Troubleshooting DNS Issues with Qasim Sarfaraz – AKS Troubleshooting Series: This episode walks through diagnosing DNS resolution failures in AKS, covering CoreDNS debugging, pod-level DNS configuration, and common pitfalls with custom DNS and LocalDNS setups.
February was defined by three clear themes: AI/ML workload maturity, platform security hardening, and operational convergence.
The KAITO InferenceSet with KEDA integration, Ray on AKS with Anyscale, and managed GPU profiles all point to AKS becoming a first-class platform for AI/ML at scale. The investment in event-driven autoscaling for inference workloads directly addresses GPU cost optimization — a top concern for every team running LLMs in production.
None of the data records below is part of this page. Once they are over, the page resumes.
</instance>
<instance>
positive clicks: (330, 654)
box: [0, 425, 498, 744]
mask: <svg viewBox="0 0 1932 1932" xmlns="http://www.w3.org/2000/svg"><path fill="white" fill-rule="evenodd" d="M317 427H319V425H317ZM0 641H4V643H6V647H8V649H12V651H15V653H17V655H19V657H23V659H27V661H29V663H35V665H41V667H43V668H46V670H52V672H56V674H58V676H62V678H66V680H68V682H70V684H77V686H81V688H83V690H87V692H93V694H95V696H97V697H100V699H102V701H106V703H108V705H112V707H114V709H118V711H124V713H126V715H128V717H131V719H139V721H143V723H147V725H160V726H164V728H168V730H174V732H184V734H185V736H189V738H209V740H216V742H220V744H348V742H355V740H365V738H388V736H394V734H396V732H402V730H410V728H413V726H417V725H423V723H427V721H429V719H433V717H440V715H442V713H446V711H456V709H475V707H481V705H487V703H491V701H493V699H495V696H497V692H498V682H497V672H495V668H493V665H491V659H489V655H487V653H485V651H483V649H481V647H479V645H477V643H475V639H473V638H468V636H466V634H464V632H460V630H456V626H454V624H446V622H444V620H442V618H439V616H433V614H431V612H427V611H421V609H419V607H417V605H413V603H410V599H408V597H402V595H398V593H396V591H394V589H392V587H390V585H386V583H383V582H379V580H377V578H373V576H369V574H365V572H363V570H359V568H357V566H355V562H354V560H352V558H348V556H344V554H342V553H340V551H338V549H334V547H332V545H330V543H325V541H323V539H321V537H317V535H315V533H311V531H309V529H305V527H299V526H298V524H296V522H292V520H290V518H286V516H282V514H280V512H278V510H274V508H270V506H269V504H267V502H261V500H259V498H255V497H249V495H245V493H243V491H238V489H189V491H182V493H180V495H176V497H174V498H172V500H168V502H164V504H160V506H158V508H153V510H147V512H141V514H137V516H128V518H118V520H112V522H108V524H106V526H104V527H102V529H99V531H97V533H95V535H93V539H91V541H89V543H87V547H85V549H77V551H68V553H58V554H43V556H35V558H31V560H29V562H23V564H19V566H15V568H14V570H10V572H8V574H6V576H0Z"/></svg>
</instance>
On the security front, the nodes/proxy hardening in AKS Automatic, new security patch timestamp annotations, and extensive CVE remediation across Cilium, Konnectivity, and egress gateway components show a consistent push toward defense-in-depth.
The KubeVirt support signals that AKS is also evolving as a convergence platform for teams managing both containerized and VM-based workloads. Combined with the new MCP/Agentic CLI documentation, AKS is expanding its operational surface in meaningful ways.
For platform teams: pay close attention to the LocalDNS default change on Kubernetes 1.35+ and the Windows Server 2019 retirement deadline of March 1, 2026. Both require proactive planning.